New York Magazine's Boy Genius Investor Mohammed Islam Lied About His $72 Million Fortune

Get the scoop on the teenager's big hoax

By Brett Malec Dec 16, 2014 11:33 PMTags
Mohammed IslamMohammed Islam/LinkedIn

Mohammed Islam, the "genius" high school senior and investor profiled in New York magazine recently for his alleged $72 million fortune, is actually full of baloney, not cash.

It turns out the Stuyvesant student lied about having made tens of millions of dollars from trading stocks (we knew it sounded too good to be true!). Islam pulled off his hoax by fooling the magazine's fact-checkers with a falsified Chase bank statement.

Islam came clean about his lie in an interview with the Observer today. "I am incredibly sorry for any misjudgment and any hurt I caused," Islam said. "The people I'm most sorry for is my parents. I did something where I can no longer gain their trust. I have one sister, two years younger, and we don't really talk."

As for the duped N.Y. magazine, they apologized to their readers for publishing the completely fabricated story.

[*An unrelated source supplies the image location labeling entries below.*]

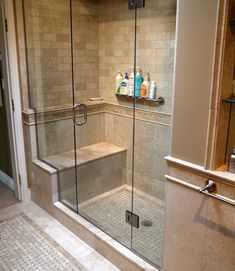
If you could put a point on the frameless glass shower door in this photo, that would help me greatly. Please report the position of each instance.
(47, 42)
(103, 44)
(155, 41)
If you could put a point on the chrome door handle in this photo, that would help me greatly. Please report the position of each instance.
(80, 107)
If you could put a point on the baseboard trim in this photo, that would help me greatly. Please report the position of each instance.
(8, 181)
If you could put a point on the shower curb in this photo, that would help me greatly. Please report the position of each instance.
(109, 248)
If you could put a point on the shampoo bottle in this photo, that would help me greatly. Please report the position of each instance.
(138, 83)
(152, 90)
(130, 87)
(118, 81)
(231, 166)
(124, 85)
(145, 86)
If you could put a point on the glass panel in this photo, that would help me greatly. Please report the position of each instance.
(155, 59)
(103, 44)
(48, 44)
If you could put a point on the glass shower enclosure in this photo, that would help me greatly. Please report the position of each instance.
(107, 143)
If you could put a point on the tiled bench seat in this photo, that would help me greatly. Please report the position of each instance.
(100, 168)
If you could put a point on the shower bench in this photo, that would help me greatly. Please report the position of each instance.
(100, 168)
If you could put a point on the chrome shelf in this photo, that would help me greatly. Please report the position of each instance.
(159, 100)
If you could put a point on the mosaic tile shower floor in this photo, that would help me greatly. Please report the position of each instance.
(108, 213)
(23, 247)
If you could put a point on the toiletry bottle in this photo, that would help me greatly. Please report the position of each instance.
(124, 85)
(145, 86)
(152, 90)
(118, 81)
(233, 89)
(130, 87)
(138, 82)
(231, 166)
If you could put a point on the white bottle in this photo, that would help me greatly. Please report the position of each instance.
(124, 85)
(233, 88)
(144, 92)
(118, 81)
(130, 87)
(152, 90)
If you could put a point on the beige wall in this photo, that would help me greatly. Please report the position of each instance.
(196, 32)
(155, 45)
(199, 230)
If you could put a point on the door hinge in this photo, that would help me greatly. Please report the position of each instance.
(12, 105)
(6, 25)
(20, 179)
(132, 219)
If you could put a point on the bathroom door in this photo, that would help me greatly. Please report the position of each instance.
(102, 45)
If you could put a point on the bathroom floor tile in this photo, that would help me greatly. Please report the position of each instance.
(33, 240)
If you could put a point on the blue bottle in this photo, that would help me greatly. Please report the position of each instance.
(138, 83)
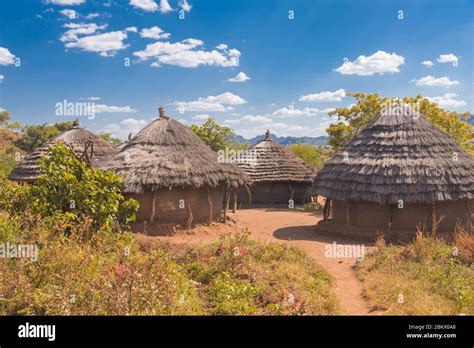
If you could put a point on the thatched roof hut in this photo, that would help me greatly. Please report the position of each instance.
(276, 174)
(397, 174)
(173, 174)
(80, 140)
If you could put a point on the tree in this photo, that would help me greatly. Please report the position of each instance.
(4, 116)
(115, 142)
(350, 120)
(313, 156)
(68, 187)
(216, 136)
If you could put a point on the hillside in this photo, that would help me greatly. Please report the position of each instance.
(322, 140)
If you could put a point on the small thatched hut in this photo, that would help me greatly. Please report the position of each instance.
(277, 176)
(174, 175)
(398, 174)
(84, 144)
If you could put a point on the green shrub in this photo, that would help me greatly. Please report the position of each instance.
(104, 275)
(68, 188)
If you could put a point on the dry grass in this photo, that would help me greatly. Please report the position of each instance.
(107, 273)
(425, 277)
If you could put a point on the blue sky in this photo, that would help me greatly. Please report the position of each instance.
(250, 64)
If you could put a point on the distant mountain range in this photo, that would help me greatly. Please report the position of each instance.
(322, 140)
(286, 141)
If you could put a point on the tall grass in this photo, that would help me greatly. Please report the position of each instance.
(426, 276)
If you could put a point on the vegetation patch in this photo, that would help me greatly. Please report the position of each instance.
(425, 277)
(238, 276)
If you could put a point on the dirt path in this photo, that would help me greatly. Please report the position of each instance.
(297, 228)
(293, 227)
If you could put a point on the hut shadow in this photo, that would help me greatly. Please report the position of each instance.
(279, 207)
(310, 233)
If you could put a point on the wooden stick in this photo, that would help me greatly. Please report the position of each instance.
(235, 201)
(348, 213)
(390, 218)
(209, 200)
(153, 209)
(190, 212)
(292, 192)
(226, 205)
(469, 214)
(325, 209)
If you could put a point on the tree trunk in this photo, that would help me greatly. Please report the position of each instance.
(153, 208)
(190, 217)
(209, 200)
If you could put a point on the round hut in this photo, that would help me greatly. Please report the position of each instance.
(399, 174)
(276, 175)
(84, 144)
(174, 175)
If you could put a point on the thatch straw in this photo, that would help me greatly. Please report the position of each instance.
(76, 138)
(167, 154)
(400, 155)
(268, 161)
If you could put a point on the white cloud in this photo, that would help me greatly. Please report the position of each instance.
(66, 2)
(432, 81)
(6, 57)
(154, 33)
(327, 96)
(106, 44)
(448, 100)
(76, 29)
(165, 7)
(380, 62)
(201, 117)
(71, 14)
(125, 127)
(92, 15)
(427, 63)
(184, 5)
(240, 77)
(211, 103)
(145, 5)
(249, 119)
(291, 111)
(185, 54)
(100, 108)
(448, 58)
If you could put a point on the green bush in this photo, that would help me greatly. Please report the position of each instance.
(425, 277)
(237, 276)
(104, 275)
(68, 188)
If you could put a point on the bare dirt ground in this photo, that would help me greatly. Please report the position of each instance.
(284, 226)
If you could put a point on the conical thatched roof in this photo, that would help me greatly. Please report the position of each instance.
(76, 138)
(400, 155)
(167, 154)
(268, 161)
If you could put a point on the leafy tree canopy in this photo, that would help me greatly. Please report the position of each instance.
(350, 120)
(115, 142)
(313, 156)
(216, 136)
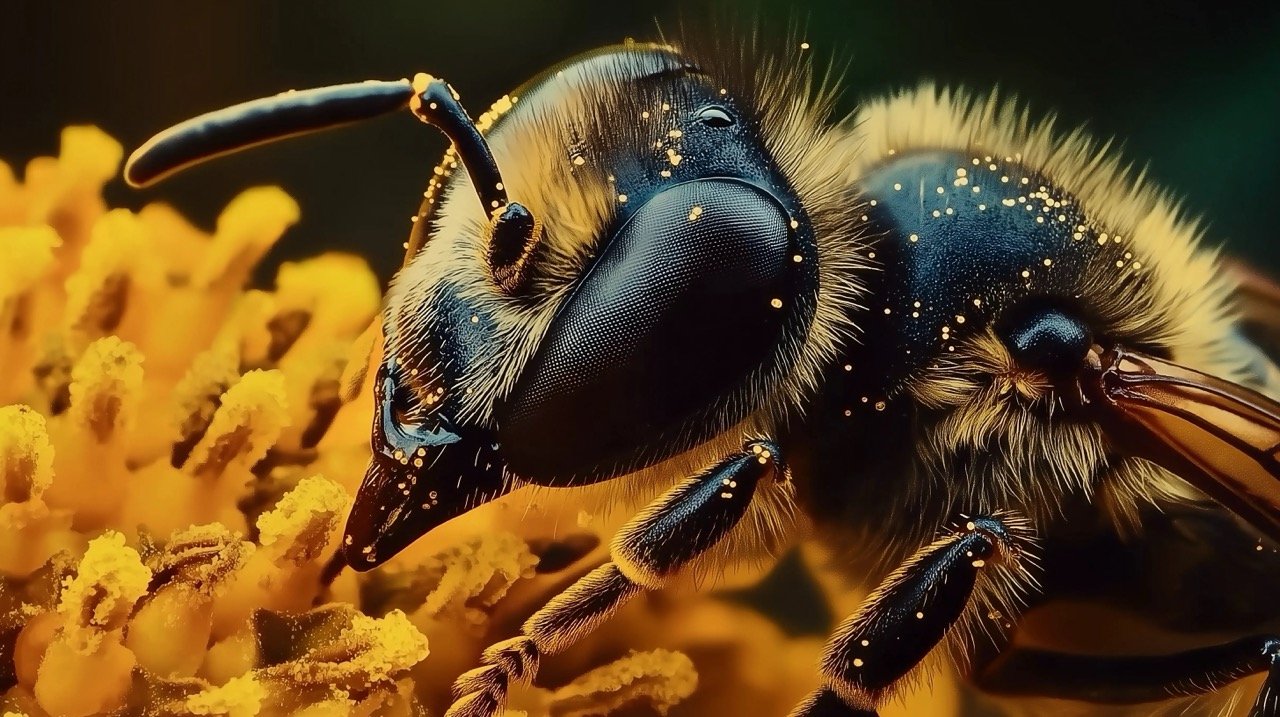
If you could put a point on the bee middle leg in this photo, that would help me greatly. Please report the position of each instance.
(982, 563)
(666, 538)
(1138, 679)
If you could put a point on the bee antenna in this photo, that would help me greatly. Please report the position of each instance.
(295, 113)
(513, 233)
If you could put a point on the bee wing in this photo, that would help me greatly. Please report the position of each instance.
(1219, 435)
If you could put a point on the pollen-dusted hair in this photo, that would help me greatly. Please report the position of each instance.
(1151, 286)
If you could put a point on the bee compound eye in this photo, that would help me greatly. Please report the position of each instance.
(716, 117)
(688, 301)
(1046, 338)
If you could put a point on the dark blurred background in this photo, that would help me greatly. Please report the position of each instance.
(1191, 88)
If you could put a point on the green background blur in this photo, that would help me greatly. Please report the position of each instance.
(1191, 88)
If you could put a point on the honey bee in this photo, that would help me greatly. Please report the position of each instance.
(979, 357)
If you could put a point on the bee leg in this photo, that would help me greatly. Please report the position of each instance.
(1138, 679)
(667, 537)
(914, 608)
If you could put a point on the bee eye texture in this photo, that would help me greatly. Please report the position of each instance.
(693, 292)
(714, 117)
(1045, 338)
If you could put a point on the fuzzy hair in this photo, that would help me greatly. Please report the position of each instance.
(1151, 284)
(549, 165)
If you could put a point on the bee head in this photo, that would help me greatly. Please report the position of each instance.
(675, 281)
(635, 256)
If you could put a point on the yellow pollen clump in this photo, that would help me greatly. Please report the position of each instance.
(109, 581)
(240, 697)
(300, 524)
(26, 455)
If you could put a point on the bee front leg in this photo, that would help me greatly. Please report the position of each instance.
(648, 551)
(982, 565)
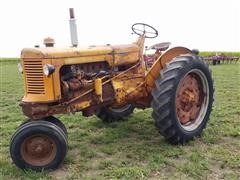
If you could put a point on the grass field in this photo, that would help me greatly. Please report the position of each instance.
(133, 149)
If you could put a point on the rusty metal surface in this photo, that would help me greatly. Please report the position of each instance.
(189, 98)
(38, 150)
(160, 63)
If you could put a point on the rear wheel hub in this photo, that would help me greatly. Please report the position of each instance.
(189, 98)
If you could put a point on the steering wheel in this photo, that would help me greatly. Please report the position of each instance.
(144, 29)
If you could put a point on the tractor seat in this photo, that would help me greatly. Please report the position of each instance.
(160, 46)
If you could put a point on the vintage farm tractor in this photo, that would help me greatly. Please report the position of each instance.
(108, 81)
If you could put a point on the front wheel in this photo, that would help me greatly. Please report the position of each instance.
(38, 145)
(183, 97)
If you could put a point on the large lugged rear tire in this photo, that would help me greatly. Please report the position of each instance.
(182, 99)
(109, 114)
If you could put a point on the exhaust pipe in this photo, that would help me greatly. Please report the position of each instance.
(73, 28)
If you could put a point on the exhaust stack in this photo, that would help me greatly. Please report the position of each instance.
(73, 28)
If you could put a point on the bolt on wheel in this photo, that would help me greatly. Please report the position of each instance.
(192, 98)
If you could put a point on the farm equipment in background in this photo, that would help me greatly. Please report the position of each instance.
(108, 81)
(221, 58)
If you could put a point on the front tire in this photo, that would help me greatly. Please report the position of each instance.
(183, 97)
(38, 145)
(109, 114)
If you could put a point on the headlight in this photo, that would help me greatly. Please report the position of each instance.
(48, 69)
(20, 68)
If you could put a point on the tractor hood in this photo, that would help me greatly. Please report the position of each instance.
(53, 52)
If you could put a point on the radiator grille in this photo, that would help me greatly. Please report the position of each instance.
(34, 76)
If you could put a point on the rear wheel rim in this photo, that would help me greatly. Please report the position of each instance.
(192, 99)
(38, 150)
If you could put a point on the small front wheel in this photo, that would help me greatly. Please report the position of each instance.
(38, 145)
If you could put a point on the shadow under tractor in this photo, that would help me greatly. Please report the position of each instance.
(108, 81)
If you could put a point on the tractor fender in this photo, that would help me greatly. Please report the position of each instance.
(160, 63)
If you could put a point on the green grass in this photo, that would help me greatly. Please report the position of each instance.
(133, 149)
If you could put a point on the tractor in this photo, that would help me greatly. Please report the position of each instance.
(108, 81)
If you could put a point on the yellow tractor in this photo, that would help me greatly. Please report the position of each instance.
(108, 81)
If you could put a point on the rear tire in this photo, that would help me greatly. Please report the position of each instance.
(109, 114)
(38, 145)
(182, 99)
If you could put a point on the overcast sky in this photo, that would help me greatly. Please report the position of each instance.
(212, 25)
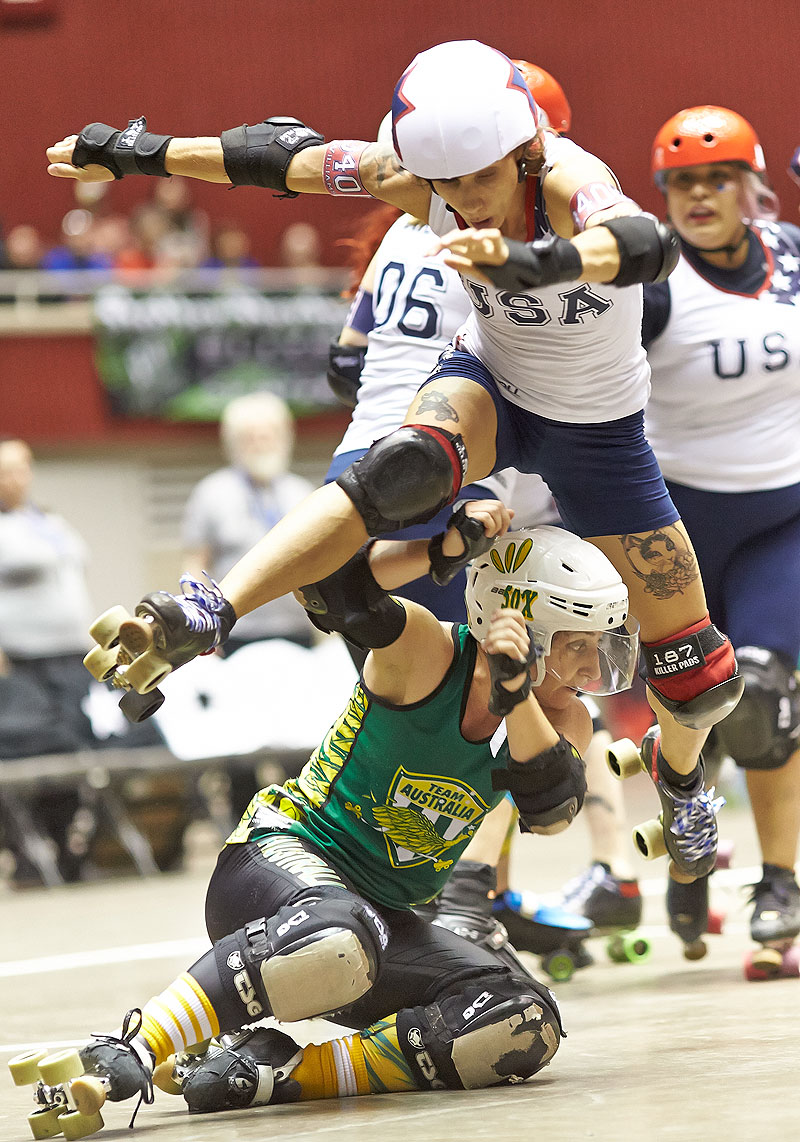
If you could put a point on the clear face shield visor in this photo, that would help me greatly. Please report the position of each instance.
(596, 662)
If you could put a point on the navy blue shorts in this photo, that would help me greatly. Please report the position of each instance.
(447, 602)
(748, 547)
(604, 476)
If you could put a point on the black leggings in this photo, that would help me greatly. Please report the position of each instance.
(421, 964)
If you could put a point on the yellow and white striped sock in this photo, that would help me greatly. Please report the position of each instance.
(366, 1063)
(178, 1018)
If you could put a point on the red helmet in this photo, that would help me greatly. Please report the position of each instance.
(549, 95)
(700, 135)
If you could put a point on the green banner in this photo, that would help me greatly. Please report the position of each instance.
(183, 356)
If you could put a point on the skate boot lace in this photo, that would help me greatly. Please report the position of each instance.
(777, 894)
(129, 1031)
(694, 822)
(201, 604)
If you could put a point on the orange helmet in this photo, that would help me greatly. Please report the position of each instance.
(701, 135)
(548, 94)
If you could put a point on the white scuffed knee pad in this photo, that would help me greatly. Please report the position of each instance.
(322, 975)
(487, 1054)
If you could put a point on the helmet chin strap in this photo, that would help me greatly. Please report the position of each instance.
(730, 248)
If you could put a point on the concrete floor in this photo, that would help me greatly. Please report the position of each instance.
(659, 1051)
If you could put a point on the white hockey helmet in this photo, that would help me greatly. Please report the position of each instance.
(559, 582)
(459, 107)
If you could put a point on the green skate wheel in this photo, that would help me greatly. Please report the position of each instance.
(649, 839)
(88, 1093)
(25, 1068)
(77, 1125)
(105, 629)
(61, 1067)
(559, 965)
(629, 948)
(162, 1077)
(100, 664)
(623, 758)
(46, 1124)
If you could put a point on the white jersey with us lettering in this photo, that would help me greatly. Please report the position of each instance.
(725, 410)
(418, 305)
(570, 352)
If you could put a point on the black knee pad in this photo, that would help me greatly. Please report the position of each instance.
(498, 1029)
(761, 732)
(313, 957)
(405, 477)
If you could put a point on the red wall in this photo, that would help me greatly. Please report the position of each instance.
(198, 66)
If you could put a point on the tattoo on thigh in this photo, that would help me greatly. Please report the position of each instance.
(662, 560)
(431, 401)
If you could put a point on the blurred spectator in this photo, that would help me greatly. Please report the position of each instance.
(300, 250)
(45, 612)
(233, 507)
(229, 248)
(23, 248)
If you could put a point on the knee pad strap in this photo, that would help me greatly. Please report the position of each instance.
(315, 956)
(405, 477)
(484, 1035)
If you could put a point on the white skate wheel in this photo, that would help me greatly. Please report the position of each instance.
(77, 1125)
(623, 758)
(100, 664)
(105, 629)
(649, 839)
(61, 1067)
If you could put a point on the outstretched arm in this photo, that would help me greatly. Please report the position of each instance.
(280, 154)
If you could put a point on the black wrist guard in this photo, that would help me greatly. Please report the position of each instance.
(502, 668)
(345, 366)
(353, 603)
(648, 249)
(548, 790)
(444, 568)
(544, 262)
(134, 151)
(259, 155)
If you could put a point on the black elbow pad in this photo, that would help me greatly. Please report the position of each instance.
(648, 249)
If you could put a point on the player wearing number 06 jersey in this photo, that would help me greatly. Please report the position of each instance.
(550, 375)
(409, 316)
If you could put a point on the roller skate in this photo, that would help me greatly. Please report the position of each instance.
(614, 908)
(775, 924)
(689, 913)
(136, 653)
(465, 906)
(558, 937)
(71, 1086)
(686, 828)
(249, 1068)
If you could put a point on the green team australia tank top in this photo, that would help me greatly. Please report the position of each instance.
(394, 794)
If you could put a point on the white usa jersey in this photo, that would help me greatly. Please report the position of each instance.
(566, 352)
(725, 409)
(418, 304)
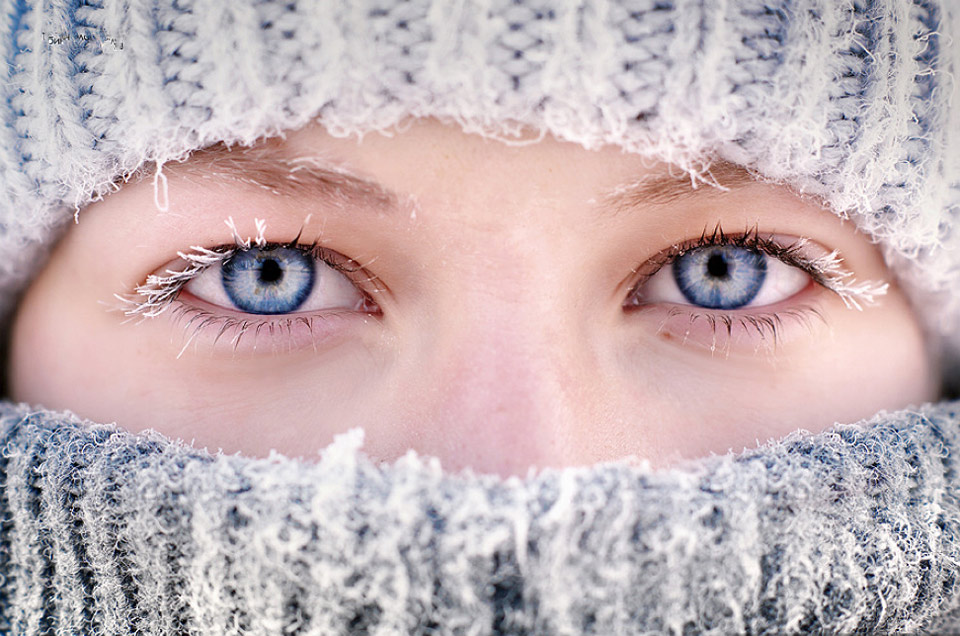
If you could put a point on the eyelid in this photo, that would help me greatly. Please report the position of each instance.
(155, 295)
(825, 268)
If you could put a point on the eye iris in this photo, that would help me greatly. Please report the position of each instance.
(270, 271)
(720, 277)
(268, 281)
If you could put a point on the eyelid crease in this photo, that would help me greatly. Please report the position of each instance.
(827, 270)
(155, 295)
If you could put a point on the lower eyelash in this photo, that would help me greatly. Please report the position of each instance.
(826, 270)
(767, 325)
(193, 320)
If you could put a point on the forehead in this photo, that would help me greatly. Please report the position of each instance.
(312, 164)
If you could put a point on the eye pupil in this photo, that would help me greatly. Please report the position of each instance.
(268, 280)
(270, 271)
(717, 266)
(720, 277)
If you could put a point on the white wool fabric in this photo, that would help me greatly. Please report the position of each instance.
(852, 531)
(853, 101)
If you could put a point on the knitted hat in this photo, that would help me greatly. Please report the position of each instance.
(850, 531)
(852, 101)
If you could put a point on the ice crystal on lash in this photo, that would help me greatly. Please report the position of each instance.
(152, 297)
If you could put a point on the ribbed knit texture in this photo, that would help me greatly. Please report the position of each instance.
(855, 530)
(851, 100)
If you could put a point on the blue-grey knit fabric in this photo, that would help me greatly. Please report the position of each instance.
(854, 530)
(850, 100)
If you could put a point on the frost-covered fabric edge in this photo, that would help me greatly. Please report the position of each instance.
(854, 530)
(849, 101)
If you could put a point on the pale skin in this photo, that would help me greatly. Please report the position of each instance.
(502, 332)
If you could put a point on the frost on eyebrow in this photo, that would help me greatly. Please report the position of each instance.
(676, 185)
(152, 297)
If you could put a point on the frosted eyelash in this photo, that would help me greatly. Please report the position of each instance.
(152, 297)
(827, 270)
(767, 325)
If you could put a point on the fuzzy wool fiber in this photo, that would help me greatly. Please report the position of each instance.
(856, 102)
(854, 530)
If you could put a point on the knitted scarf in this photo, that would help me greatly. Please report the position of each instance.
(854, 530)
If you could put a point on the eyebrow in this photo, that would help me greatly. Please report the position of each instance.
(666, 189)
(269, 167)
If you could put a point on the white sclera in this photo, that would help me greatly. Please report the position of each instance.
(780, 283)
(331, 290)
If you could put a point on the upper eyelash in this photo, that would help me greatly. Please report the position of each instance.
(827, 270)
(152, 297)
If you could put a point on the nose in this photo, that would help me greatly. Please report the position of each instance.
(508, 384)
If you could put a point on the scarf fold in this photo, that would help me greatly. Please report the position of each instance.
(854, 530)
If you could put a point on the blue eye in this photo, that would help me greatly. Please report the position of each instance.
(268, 281)
(721, 277)
(273, 280)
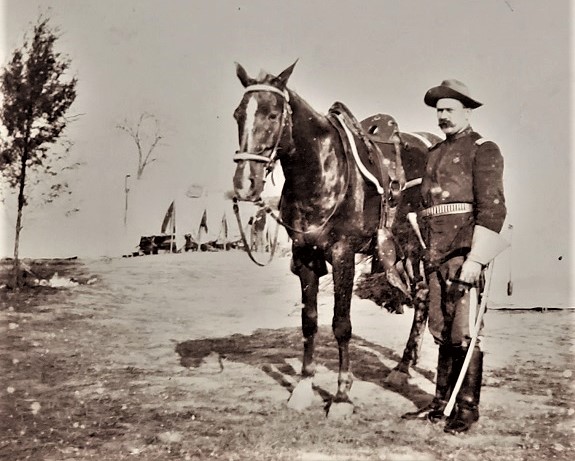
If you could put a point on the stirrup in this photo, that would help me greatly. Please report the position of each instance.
(420, 413)
(462, 421)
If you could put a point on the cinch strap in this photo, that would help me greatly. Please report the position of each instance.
(446, 209)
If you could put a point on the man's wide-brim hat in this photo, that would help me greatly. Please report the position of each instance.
(453, 89)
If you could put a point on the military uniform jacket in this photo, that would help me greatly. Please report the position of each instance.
(462, 169)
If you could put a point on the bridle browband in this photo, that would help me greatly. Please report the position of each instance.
(286, 111)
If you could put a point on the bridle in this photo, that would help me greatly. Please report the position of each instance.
(285, 122)
(270, 162)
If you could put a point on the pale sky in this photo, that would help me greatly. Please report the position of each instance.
(175, 59)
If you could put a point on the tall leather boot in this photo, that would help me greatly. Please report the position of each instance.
(434, 411)
(467, 411)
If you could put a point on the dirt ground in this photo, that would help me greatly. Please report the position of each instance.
(193, 357)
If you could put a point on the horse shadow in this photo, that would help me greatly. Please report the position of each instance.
(273, 351)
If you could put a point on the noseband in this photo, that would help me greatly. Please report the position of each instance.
(286, 112)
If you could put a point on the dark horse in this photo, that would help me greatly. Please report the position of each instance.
(328, 207)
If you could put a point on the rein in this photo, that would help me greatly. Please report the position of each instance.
(245, 240)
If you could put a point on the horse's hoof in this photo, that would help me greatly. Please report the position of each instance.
(340, 410)
(397, 378)
(302, 395)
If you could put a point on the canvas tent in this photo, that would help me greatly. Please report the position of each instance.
(206, 215)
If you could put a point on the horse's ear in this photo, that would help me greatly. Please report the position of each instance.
(281, 79)
(243, 75)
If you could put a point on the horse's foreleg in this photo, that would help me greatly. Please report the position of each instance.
(309, 289)
(343, 272)
(302, 395)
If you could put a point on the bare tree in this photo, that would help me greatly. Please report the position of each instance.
(36, 97)
(146, 137)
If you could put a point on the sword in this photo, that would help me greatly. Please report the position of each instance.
(482, 308)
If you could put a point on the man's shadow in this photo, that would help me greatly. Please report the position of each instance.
(273, 350)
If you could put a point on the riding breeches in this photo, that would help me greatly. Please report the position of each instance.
(452, 315)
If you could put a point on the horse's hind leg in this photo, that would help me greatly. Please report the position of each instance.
(343, 271)
(400, 373)
(309, 289)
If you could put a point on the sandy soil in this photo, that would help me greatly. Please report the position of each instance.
(193, 357)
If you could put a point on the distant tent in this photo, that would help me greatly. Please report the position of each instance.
(169, 223)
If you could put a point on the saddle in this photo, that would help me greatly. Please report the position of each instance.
(381, 172)
(370, 160)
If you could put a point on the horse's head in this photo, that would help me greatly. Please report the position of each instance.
(264, 129)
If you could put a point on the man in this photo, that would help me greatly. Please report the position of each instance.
(464, 211)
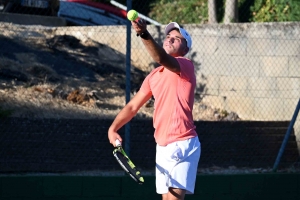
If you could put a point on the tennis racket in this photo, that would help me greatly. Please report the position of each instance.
(126, 163)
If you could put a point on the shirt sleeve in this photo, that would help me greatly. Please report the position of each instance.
(187, 70)
(145, 87)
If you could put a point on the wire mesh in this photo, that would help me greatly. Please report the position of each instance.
(63, 80)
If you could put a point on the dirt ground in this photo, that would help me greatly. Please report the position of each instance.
(63, 77)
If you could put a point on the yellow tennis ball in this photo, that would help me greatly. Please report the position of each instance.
(132, 15)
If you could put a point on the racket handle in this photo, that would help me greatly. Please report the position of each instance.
(118, 143)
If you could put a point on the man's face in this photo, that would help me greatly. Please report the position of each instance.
(175, 44)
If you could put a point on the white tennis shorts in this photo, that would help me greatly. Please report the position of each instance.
(176, 165)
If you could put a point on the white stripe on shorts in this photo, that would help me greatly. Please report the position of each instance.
(176, 165)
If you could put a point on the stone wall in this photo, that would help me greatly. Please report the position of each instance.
(251, 69)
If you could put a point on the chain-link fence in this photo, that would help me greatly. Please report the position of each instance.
(63, 79)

"In the most recent edition of New York, its annual Reasons to Love New York issue, the magazine published this story about a Stuyvesant High School senior named Mohammed Islam, who was rumored to have made $72 million trading stocks," they wrote in an editor's note. "Islam said his net worth was in the ‘high eight figures.' As part of the research process, the magazine sent a fact-checker to Stuyvesant, where Islam produced a document that appeared to be a Chase bank statement attesting to an eight-figure bank account. After the story's publication, people questioned the $72 million figure in the headline, which was written by editors based on the rumored figure. The headline was amended. But in an interview with the New York Observer last night, Islam now says his entire story was made up. A source close to the Islam family told the Washington Post that the statements were falsified."

"We were duped. Our fact-checking process was obviously inadequate; we take full responsibility and we should have known better," they added. "New York apologizes to our readers."